Have seen someone In a white Mondeo Titanium X, I believe its the 2.2TDCI sport model around Tandragee a few time. Always nice and clean. Saw them washing ti today on the edge of darkness.

Longshot but is it anyone on here? Nice car!


----------



## tomah (Sep 17, 2010)

Tandragee is only 10 mins away from me, but I haven't seen it.

However, I don't go out much, and rarely that direction.


----------



## Ronnie (Nov 15, 2006)

im from tandragee.. yea its very nice thinking of changing my ST to one of these. see it all the time and unlike mine its always clean lol!!


----------



## trimTim (Jun 3, 2010)

I have spotted one knocking around Lisburn the odd time.
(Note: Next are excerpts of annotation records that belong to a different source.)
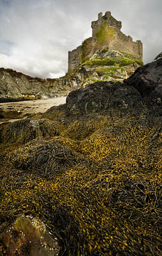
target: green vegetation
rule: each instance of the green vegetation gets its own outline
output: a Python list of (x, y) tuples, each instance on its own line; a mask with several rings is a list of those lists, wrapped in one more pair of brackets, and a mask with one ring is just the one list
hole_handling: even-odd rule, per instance
[(116, 60), (115, 58), (105, 58), (103, 59), (92, 59), (85, 61), (84, 65), (88, 66), (107, 66), (114, 65)]
[(105, 20), (103, 24), (100, 26), (99, 29), (96, 33), (97, 42), (99, 44), (103, 44), (106, 39), (108, 37), (109, 40), (114, 38), (114, 29), (108, 26), (108, 23)]
[(101, 52), (102, 52), (102, 53), (103, 53), (103, 52), (107, 52), (108, 50), (109, 50), (109, 48), (108, 48), (108, 47), (104, 48), (104, 49), (102, 49)]

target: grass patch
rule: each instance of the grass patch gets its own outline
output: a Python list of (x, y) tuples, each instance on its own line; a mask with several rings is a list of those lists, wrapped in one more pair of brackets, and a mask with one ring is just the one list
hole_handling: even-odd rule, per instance
[(92, 59), (85, 61), (84, 64), (88, 66), (108, 66), (114, 65), (116, 62), (115, 58), (107, 58), (103, 59)]

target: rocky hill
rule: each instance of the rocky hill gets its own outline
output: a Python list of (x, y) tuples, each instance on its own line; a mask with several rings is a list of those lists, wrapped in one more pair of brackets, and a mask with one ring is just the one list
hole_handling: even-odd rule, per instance
[(0, 68), (0, 102), (36, 100), (67, 95), (62, 80), (31, 77), (11, 69)]
[(0, 68), (0, 102), (65, 96), (97, 81), (122, 81), (142, 65), (136, 56), (103, 49), (83, 60), (73, 73), (59, 79), (31, 77)]
[(0, 126), (1, 255), (162, 255), (161, 70)]

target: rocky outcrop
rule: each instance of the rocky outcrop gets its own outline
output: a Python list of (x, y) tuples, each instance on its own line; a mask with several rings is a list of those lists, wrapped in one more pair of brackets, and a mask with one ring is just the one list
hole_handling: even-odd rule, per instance
[(31, 77), (11, 69), (0, 68), (0, 102), (36, 100), (66, 95), (70, 92), (61, 79)]
[(142, 96), (152, 95), (160, 98), (162, 96), (162, 58), (138, 68), (126, 83), (135, 87)]
[(1, 255), (162, 255), (161, 60), (1, 127)]
[(96, 81), (122, 82), (142, 65), (136, 56), (103, 48), (82, 62), (65, 85), (79, 88)]
[[(4, 228), (5, 223), (4, 224)], [(2, 228), (2, 227), (1, 227)], [(22, 215), (0, 234), (8, 256), (57, 256), (60, 247), (45, 225), (31, 215)]]
[(139, 111), (143, 104), (140, 93), (134, 87), (119, 83), (96, 82), (70, 93), (66, 105), (69, 115), (80, 115), (112, 109)]
[(73, 74), (58, 79), (31, 77), (0, 68), (0, 102), (66, 96), (96, 81), (122, 82), (142, 65), (136, 56), (103, 49), (84, 61)]

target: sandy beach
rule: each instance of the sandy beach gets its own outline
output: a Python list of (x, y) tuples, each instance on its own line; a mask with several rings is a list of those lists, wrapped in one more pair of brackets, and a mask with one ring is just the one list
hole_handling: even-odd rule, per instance
[[(47, 99), (37, 100), (18, 101), (16, 102), (0, 103), (0, 109), (8, 113), (11, 111), (20, 113), (20, 118), (25, 117), (27, 115), (33, 115), (38, 113), (45, 112), (48, 109), (53, 106), (58, 106), (66, 102), (66, 97)], [(10, 118), (9, 118), (10, 119)], [(0, 119), (0, 124), (4, 122), (14, 122), (17, 119), (8, 118)]]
Look's really well!!
Wife is driving a Sport S Max now, so you tend to spot cars you never would have before.
That new 2.2 200bhp engine is a gem. It seems to catch a lot of people out, that are trying to mess you around or cut you up etc. 8.6 standard from a 7 seater is not bad, and even better non standard :devil:, so the mondeo must go rather well also.
Crackin lookin motor, whoever owns it.


----------



## Franzpan (Mar 2, 2009)

Yeah it goes well. It caught me out first time I was behind it, there were two slow vans doing about 45ish then him in his Mondeo and me in my C30 D5. We were coming up to a massive straight so I thought, easy, go for all three. Next thing the Mondeo indicates to pull out so I'm thinking 'O well take the two vans then take the mondy in one'. Well that Mondeo pulled out like a beast, took me unaware. Was able to keep up but wouldn't have had the road to overtake him and we were already doing 60. Trying to talk my mum into one now, she loved her mk1 Mondeo.


----------



## Franzpan (Mar 2, 2009)

Ronnie said:


> im from tandragee.. yea its very nice thinking of changing my ST to one of these. see it all the time and unlike mine its always clean lol!!


Was behind you a couple of weeks ago in your Range Rover. "My other childseat is in a Porsche" or something along those lines - awesome.


----------



## Ronnie (Nov 15, 2006)

Small world.. A friend of the wife got me that when I got the Boxster lol!


----------